こういったサービスを提供する部門として、その三つの事業で組織としてもフォーカスを分けながら走り始めたのが今期になっています。
濱本
となると、山本さんが担っていらっしゃるプロダクトの事業は、先ほどおっしゃったような、
例えばデータエンジニアの方であるとか、アナリストの方であるとか、もしくはIT部門でデータ領域に関わっていらっしゃる方とか、
どちらかというとデータに対して認識を持っていらっしゃるような方々。
そういった方々が目の前のお客様になるという感じですかね。
山本
そうですね。直接のエンドユーザーでいきますと、そういった方が多いかなと思います。
濱本
最近だとAIっていうのは、データの専門家だけじゃなくて、事業部門の方々まで幅広くAIで何とかしたい、
何とかビジネスにうまく活用したい、こういう思いが強い方々が多いと思うんですけれども、
我々も当然データの会社ですので、AIとはすごく密接な間柄にある会社だというふうに認識しているんですけれども、
改めてこのプロダクト事業において、AIっていうトレンドというか技術、どういった形でフォーカスされているのか、
その辺を山本さんからちょっとご解説いただいてもいいでしょうか。
山本
AIとデータでいきますと、一つは前半でも少し触れたような、データの利用者がAIになっていくといったところは確実にありますし、既に始まっていることですね。
それを一つ体現したようなプロダクトとして我々のCOMETAというところもありますけれども、
いろんな仕組みでデータ基盤がAIから参照されるようになってきますので、
そのユースケースに耐えうるデータ基盤といったところをどう簡単に作っていくか、あるいは保っていくかの部分ですね。

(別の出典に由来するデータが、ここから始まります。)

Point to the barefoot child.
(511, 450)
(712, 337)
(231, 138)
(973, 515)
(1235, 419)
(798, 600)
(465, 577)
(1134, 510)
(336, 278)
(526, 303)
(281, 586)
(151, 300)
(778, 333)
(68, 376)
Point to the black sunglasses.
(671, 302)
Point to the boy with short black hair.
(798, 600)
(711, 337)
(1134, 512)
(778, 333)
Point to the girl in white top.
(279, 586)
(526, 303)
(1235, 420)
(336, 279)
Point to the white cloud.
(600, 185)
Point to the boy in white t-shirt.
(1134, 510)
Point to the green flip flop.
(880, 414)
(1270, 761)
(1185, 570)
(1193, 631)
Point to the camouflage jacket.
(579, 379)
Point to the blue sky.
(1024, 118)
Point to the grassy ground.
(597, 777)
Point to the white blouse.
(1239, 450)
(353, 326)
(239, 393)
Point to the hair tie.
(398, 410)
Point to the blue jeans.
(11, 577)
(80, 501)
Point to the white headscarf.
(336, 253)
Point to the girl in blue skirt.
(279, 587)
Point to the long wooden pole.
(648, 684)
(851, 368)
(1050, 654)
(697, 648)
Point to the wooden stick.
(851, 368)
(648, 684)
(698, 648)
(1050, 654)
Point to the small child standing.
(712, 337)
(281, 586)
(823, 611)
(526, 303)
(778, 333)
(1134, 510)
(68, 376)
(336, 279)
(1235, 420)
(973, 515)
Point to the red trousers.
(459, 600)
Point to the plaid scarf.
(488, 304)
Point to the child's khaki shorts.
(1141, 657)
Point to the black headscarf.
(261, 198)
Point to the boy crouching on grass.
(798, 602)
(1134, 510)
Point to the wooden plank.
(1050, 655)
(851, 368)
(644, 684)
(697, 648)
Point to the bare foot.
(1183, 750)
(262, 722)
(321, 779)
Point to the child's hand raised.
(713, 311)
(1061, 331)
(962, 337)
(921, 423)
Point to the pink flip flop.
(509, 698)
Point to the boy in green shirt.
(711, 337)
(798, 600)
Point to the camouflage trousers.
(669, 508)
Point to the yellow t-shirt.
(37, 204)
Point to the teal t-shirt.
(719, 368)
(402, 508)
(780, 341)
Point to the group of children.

特に後者を保っていくといった部分、運用の部分、Ops、オブザーバビリティみたいな部分がAI時代なのでますます重要になってくるというのが一つ考え方になってきます。
濱本
最近だとメディアでも聞くようになってきましたけれども、結構初期から私たちAI-Readyなデータをどう提供していくんだっけとか、
AI-Readyという言葉を社内でもよく使っていたと思うんですけれども、
改めてこのプロダクト事業においてそのAI-Readyにしていくといったところはどういう文脈で山本さん結構考えていらっしゃるんですか。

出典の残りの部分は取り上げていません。